Even in her early career, when pushed down an uncomfortable RnB route (a misadventure recalled in her later Don’t Let Me Get Me), P!nk’s bolshy rebelliousness and refusal to play sexy were obvious. Sonically, There You Go may be little more than a sleek, skilled pastiche of TLC, but her raw voice and confrontational attitude ("that love s*** just aint for me") were all her own.
It took 2001’s Missundaztood for P!nk to discover her own sound, a fusion of hip hop beats, punky guitars and monster choruses. The belching, brassy Get the Party Started hasn’t dated well, but the other singles remain startling.
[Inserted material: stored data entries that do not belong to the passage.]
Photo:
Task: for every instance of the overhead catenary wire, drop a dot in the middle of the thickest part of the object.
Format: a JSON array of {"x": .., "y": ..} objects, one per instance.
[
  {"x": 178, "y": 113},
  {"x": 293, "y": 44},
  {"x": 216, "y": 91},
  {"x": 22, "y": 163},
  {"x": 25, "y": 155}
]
On the propulsive, bruising Just Like a Pill she alchemised emotional self-destructiveness into a global smash hit, while the downbeat Family Portrait is as wrenching and articulate an account of domestic dysfunction as you’ll find in pop. Towering over all is the savage honesty of Don’t Let Me Get Me, a searing expose of the pressures young women face which still makes most male angst-merchants sound self-absorbed and childlike.
Perhaps such brutal confessionals drained P!nk, as she’s rarely matched their emotional heights since. What Greatest Hits… So Far!!!, proves, however – the hideousness of exclamation marks aside – is her consistent knack for delivering stompingly good, whiplash smart pop songs. Stupid Girls is an addictive and hilarious attack on paparazzi culture and the women who prostrate themselves to it ("What happened to the dream of a girl President? / She’s dancing in a video next to 50 Cent"), while on U + Ur Hand and So What she and Max Martin created two thrilling, all-conquering bubblegum punk songs.
There are lesser moments, too, including the clumsy new drinking anthem Raise Your Glass. But even if she hasn’t quite fulfilled the huge potential Missundaztood suggested, this greatest hits is a punchy reminder of why the pop landscape has been a much more interesting place with P!nk in it.